On Surjectivity of Neural Networks: Can you elicit any behavior from your model?
Haozhe Jiang, Nika Haghtalab
TL;DR
The paper investigates whether modern neural networks are surjective, asking if any arbitrary output can be produced by some input. It adopts an almost-everywhere notion of surjectivity and develops a differential-topology framework to analyze common building blocks. The authors prove that Pre-LayerNorm-wrapped blocks, MLPs with LeakyReLU activations, and linear attention are almost surely surjective, while attention itself is not, implying that transformers and diffusion models possess inverse mappings for arbitrary outputs in principle. They discuss the profound safety implications, including jailbreak vulnerabilities and the difficulty of fully safeguarding high-capability models, and outline theoretical and practical considerations for safety interventions across language, vision, and robotics domains.
Abstract
Given a trained neural network, can any specified output be generated by some input?

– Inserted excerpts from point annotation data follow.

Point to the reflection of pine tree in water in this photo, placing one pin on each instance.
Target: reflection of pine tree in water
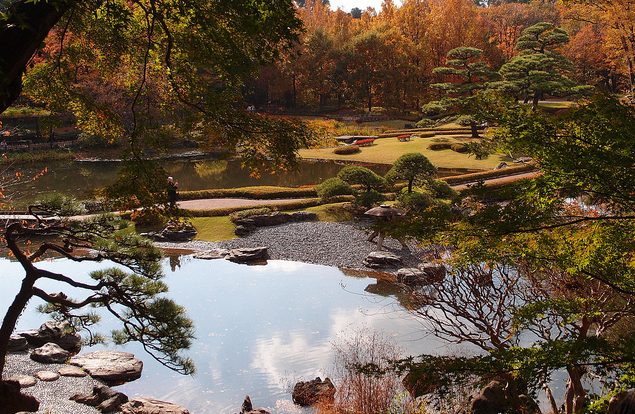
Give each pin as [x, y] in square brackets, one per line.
[175, 261]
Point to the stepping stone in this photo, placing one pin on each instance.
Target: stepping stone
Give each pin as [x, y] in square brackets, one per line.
[47, 376]
[72, 371]
[50, 354]
[110, 366]
[151, 406]
[25, 381]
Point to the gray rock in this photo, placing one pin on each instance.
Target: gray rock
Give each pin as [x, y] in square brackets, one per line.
[17, 343]
[104, 398]
[212, 254]
[151, 406]
[411, 276]
[71, 371]
[307, 393]
[47, 376]
[247, 408]
[248, 254]
[50, 354]
[25, 381]
[380, 259]
[434, 272]
[110, 366]
[54, 332]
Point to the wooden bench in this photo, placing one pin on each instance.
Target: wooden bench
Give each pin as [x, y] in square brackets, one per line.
[364, 142]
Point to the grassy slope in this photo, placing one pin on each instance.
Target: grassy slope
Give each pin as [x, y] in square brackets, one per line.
[387, 150]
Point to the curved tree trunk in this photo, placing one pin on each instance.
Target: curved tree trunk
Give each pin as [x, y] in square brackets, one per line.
[21, 35]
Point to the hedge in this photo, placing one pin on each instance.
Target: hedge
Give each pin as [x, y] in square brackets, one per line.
[483, 175]
[257, 193]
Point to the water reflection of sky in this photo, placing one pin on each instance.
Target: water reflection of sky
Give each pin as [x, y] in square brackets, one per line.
[259, 328]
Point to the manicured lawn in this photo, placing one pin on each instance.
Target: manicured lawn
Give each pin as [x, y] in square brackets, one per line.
[214, 228]
[387, 150]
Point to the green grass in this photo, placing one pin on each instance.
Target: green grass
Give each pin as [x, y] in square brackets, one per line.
[388, 150]
[213, 228]
[332, 212]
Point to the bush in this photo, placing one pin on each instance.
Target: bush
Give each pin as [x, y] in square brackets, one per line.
[238, 215]
[369, 198]
[438, 146]
[333, 187]
[415, 201]
[347, 150]
[361, 176]
[441, 189]
[425, 123]
[460, 148]
[62, 205]
[149, 217]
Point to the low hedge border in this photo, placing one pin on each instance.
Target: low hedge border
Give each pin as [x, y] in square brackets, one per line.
[467, 178]
[300, 204]
[256, 193]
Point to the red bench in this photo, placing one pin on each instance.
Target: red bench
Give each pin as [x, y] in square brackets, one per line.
[364, 142]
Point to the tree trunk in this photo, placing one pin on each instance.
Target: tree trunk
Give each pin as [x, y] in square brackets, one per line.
[12, 315]
[474, 129]
[20, 36]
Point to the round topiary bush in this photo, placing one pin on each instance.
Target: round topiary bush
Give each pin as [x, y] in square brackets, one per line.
[347, 150]
[438, 146]
[460, 148]
[333, 187]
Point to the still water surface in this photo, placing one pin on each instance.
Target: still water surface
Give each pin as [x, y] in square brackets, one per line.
[259, 329]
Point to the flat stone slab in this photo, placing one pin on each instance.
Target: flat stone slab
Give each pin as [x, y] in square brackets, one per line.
[25, 381]
[212, 254]
[47, 376]
[72, 371]
[110, 366]
[151, 406]
[50, 354]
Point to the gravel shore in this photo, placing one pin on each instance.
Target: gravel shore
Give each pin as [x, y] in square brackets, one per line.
[53, 396]
[332, 244]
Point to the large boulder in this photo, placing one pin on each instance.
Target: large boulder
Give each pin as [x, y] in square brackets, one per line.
[248, 254]
[112, 367]
[411, 276]
[381, 259]
[50, 354]
[59, 333]
[622, 403]
[105, 399]
[307, 393]
[13, 401]
[151, 406]
[433, 272]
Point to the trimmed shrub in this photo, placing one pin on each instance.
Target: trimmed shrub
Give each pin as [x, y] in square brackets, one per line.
[237, 215]
[333, 187]
[369, 198]
[460, 148]
[438, 146]
[425, 123]
[347, 150]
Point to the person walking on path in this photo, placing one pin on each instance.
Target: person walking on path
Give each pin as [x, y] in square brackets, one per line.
[172, 187]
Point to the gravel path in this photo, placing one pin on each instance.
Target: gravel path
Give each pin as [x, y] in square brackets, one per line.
[53, 396]
[330, 244]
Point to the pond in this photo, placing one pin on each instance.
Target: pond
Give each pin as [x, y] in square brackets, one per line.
[259, 329]
[80, 178]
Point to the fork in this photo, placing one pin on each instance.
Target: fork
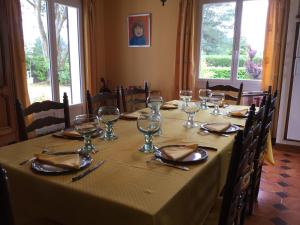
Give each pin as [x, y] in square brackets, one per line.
[218, 134]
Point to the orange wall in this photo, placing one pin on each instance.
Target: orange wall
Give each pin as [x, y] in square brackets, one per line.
[132, 66]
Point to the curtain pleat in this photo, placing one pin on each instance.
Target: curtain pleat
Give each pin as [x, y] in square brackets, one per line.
[18, 62]
[89, 45]
[275, 42]
[185, 48]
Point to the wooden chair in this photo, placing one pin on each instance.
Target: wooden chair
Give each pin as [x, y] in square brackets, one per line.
[135, 93]
[232, 206]
[260, 151]
[38, 107]
[228, 89]
[6, 215]
[102, 99]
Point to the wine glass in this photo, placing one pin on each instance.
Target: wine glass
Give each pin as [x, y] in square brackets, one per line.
[191, 109]
[108, 115]
[154, 103]
[87, 125]
[185, 96]
[217, 99]
[148, 124]
[204, 95]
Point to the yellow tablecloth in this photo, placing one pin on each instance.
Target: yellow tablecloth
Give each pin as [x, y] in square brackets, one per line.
[125, 190]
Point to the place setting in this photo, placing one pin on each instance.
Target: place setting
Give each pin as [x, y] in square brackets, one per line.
[58, 162]
[219, 128]
[241, 113]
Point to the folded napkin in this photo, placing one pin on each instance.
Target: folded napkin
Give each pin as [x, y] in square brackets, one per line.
[70, 133]
[176, 153]
[239, 113]
[217, 127]
[65, 161]
[168, 106]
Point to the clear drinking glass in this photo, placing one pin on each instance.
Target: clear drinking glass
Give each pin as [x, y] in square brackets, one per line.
[191, 109]
[87, 125]
[108, 115]
[185, 96]
[204, 95]
[154, 103]
[217, 99]
[148, 125]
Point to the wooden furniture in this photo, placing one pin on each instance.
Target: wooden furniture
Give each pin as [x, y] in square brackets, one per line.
[102, 99]
[8, 122]
[228, 89]
[125, 189]
[136, 95]
[261, 148]
[253, 97]
[6, 214]
[39, 107]
[239, 174]
[231, 207]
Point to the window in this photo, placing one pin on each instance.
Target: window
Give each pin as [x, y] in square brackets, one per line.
[52, 38]
[232, 41]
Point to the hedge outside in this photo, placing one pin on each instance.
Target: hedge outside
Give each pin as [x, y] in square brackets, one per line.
[225, 60]
[223, 73]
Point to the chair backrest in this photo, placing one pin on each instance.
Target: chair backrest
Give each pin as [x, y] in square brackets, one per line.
[239, 175]
[133, 92]
[38, 107]
[270, 104]
[6, 215]
[228, 89]
[103, 99]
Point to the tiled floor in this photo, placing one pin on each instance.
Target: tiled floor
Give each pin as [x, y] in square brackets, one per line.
[279, 196]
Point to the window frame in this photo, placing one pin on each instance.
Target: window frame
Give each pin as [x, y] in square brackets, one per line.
[53, 48]
[249, 85]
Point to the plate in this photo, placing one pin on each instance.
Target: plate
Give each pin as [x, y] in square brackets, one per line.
[196, 157]
[60, 134]
[232, 129]
[211, 105]
[47, 169]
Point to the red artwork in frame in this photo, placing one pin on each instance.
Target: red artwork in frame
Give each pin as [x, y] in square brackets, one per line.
[139, 30]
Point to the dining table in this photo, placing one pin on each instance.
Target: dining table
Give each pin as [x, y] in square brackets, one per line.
[129, 188]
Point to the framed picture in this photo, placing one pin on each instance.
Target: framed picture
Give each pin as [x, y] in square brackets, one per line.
[139, 30]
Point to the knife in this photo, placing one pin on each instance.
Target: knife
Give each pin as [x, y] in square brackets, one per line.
[85, 173]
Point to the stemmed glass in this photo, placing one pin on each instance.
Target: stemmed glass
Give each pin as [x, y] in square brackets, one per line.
[109, 115]
[204, 95]
[154, 103]
[185, 96]
[191, 109]
[217, 98]
[148, 125]
[87, 125]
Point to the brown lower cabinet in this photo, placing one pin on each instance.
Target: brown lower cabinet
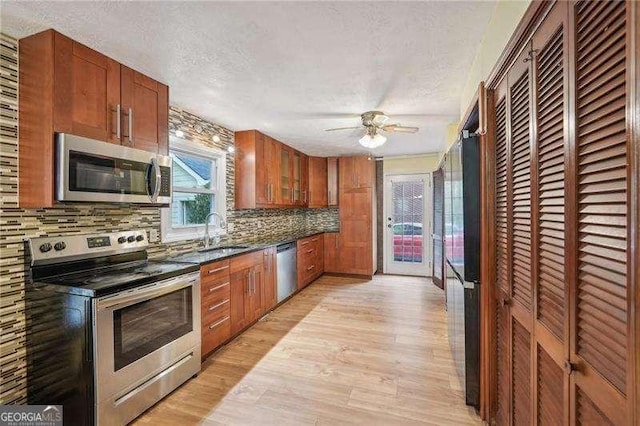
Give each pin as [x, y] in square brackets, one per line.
[236, 292]
[310, 259]
[215, 299]
[269, 293]
[247, 277]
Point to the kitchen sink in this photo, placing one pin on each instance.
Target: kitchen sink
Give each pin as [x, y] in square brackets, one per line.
[221, 248]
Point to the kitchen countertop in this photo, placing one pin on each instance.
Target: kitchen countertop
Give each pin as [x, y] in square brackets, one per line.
[204, 257]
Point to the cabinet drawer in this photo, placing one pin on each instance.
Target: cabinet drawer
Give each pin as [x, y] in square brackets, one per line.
[215, 289]
[213, 271]
[245, 261]
[215, 333]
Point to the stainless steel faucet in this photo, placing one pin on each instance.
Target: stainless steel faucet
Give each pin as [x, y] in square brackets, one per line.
[221, 224]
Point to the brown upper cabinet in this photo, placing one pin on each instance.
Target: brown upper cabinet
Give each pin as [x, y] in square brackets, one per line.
[356, 172]
[66, 87]
[144, 112]
[332, 181]
[269, 173]
[317, 182]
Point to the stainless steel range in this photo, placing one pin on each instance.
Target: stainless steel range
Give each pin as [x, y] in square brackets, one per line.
[109, 332]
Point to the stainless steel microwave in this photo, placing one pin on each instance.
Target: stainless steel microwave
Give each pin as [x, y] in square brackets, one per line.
[92, 171]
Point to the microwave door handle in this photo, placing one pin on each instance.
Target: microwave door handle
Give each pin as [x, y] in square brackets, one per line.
[155, 169]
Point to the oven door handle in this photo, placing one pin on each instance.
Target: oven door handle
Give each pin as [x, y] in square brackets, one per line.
[127, 298]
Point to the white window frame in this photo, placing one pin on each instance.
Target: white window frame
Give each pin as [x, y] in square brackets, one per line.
[192, 232]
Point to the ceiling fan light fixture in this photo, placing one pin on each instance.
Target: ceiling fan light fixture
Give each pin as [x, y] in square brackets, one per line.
[372, 142]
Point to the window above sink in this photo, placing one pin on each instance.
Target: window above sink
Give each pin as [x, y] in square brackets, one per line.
[199, 188]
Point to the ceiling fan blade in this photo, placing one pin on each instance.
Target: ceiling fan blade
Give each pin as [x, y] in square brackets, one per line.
[342, 128]
[399, 128]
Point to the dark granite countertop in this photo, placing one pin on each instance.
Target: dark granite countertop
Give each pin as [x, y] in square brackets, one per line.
[204, 257]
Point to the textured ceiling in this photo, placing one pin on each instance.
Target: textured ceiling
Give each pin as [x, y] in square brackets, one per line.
[290, 69]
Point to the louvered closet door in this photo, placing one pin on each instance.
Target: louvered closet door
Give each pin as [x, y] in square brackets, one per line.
[550, 147]
[503, 244]
[519, 113]
[600, 340]
[514, 244]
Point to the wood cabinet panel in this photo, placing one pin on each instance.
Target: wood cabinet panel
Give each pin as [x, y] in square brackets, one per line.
[239, 309]
[356, 172]
[215, 300]
[310, 257]
[87, 91]
[247, 287]
[331, 252]
[318, 183]
[356, 234]
[270, 292]
[145, 112]
[67, 87]
[332, 181]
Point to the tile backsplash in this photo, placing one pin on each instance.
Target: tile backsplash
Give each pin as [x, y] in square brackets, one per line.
[18, 224]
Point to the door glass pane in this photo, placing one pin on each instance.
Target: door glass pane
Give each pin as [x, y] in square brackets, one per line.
[144, 327]
[408, 218]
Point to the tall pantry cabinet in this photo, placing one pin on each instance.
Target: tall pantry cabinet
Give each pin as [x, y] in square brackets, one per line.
[353, 249]
[565, 145]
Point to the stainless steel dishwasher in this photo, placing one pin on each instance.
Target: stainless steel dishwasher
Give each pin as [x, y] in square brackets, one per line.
[287, 270]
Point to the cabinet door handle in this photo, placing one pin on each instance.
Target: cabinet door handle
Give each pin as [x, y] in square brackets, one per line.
[118, 122]
[222, 268]
[216, 324]
[217, 305]
[131, 125]
[218, 287]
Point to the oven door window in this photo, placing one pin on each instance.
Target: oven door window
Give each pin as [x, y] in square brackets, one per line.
[145, 327]
[92, 173]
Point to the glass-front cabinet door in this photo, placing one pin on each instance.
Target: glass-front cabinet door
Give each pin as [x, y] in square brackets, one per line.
[285, 176]
[297, 178]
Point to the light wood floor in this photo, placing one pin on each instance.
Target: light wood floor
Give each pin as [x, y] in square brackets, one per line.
[343, 351]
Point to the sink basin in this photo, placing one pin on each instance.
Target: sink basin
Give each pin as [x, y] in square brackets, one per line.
[221, 249]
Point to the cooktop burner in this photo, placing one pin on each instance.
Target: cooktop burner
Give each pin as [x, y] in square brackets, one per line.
[95, 265]
[112, 278]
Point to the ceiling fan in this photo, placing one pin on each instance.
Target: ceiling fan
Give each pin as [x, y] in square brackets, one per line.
[374, 122]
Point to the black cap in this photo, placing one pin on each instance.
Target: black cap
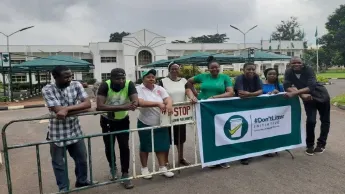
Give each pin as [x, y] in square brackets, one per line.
[151, 71]
[117, 72]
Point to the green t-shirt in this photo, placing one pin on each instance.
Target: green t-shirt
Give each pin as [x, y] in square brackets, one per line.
[211, 86]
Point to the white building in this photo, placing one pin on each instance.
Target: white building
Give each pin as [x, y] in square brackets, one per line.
[137, 49]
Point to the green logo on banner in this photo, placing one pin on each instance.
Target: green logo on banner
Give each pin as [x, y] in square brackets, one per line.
[236, 127]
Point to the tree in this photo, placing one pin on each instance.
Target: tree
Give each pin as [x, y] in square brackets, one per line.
[117, 36]
[215, 38]
[334, 40]
[288, 30]
[188, 71]
[325, 57]
[178, 41]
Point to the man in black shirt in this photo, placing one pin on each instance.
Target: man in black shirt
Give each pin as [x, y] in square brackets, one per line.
[315, 98]
[119, 96]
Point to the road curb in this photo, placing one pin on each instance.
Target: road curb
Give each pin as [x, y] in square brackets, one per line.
[342, 107]
[327, 83]
[4, 108]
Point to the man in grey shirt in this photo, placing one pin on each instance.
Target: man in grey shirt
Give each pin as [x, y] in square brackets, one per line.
[301, 80]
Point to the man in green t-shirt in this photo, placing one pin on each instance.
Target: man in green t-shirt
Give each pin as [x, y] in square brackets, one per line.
[212, 85]
[117, 95]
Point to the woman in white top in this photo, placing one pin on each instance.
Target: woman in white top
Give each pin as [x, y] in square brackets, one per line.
[175, 87]
[153, 99]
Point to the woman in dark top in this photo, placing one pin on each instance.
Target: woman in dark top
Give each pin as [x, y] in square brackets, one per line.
[271, 85]
[248, 85]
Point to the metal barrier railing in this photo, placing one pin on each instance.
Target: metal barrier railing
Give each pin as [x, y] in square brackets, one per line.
[89, 145]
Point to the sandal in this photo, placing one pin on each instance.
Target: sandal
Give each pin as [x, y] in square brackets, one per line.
[184, 162]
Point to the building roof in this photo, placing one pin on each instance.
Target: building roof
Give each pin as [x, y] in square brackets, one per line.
[50, 62]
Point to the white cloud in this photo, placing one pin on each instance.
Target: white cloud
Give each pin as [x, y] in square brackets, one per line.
[80, 22]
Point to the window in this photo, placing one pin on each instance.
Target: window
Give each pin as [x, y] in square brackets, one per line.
[228, 69]
[90, 60]
[87, 75]
[19, 78]
[17, 61]
[108, 59]
[172, 57]
[276, 67]
[144, 57]
[105, 76]
[43, 77]
[290, 53]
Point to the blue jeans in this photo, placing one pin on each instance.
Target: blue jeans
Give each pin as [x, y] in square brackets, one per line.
[78, 152]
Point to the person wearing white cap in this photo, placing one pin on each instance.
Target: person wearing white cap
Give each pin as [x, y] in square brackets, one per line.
[153, 99]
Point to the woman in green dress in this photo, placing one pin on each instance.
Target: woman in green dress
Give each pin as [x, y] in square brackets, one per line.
[153, 99]
[213, 85]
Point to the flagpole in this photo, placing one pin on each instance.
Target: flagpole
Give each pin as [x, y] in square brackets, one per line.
[317, 58]
[317, 51]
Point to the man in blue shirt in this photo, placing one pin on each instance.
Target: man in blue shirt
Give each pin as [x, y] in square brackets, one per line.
[301, 80]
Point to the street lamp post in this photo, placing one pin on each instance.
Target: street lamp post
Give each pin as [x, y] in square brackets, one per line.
[10, 66]
[244, 33]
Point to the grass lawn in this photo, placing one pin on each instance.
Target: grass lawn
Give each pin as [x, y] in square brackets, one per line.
[339, 99]
[332, 75]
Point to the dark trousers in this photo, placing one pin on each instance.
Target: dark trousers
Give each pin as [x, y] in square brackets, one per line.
[78, 152]
[324, 109]
[122, 139]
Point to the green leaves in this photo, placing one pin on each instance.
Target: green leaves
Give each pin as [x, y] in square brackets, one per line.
[288, 30]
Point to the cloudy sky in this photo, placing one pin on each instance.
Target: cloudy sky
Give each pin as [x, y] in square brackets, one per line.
[83, 21]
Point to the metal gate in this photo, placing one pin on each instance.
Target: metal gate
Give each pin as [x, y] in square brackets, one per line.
[88, 138]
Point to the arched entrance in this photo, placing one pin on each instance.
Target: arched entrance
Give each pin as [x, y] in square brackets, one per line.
[144, 58]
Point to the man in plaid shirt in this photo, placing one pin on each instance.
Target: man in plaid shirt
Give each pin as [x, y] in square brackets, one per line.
[65, 98]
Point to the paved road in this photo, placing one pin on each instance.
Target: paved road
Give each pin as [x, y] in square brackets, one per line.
[318, 174]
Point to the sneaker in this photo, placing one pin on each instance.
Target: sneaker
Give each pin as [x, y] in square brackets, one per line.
[87, 183]
[145, 171]
[310, 151]
[245, 161]
[165, 172]
[269, 155]
[127, 183]
[111, 175]
[319, 150]
[225, 165]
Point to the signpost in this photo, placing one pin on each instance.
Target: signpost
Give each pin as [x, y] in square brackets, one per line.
[181, 114]
[5, 63]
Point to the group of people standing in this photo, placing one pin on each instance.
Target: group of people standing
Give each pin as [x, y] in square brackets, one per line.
[119, 95]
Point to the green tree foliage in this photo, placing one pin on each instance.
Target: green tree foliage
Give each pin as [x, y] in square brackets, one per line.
[326, 57]
[334, 40]
[213, 38]
[188, 71]
[289, 30]
[117, 36]
[178, 41]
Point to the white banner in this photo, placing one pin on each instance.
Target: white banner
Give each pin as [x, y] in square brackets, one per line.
[5, 59]
[252, 125]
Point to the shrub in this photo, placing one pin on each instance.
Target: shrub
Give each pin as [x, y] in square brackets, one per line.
[187, 71]
[232, 74]
[90, 81]
[139, 81]
[197, 87]
[340, 100]
[281, 79]
[322, 79]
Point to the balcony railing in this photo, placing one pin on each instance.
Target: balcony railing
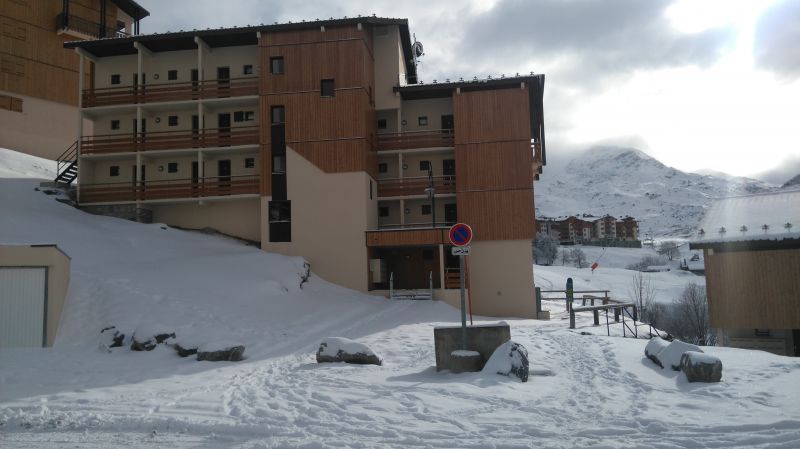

Equivalently, does the network correspond to a function that is surjective? In generative models, surjectivity implies that any output, including harmful or undesirable content, can in principle be generated by the networks, raising concerns about model safety and jailbreak vulnerabilities. In this paper, we prove that many fundamental building blocks of modern neural architectures, such as networks with pre-layer normalization and linear-attention modules, are almost always surjective. As corollaries, widely used generative frameworks, including GPT-style transformers and diffusion models with deterministic ODE solvers, admit inverse mappings for arbitrary outputs. By studying surjectivity of these modern and commonly used neural architectures, we contribute a formalism that sheds light on their unavoidable vulnerability to a broad class of adversarial attacks.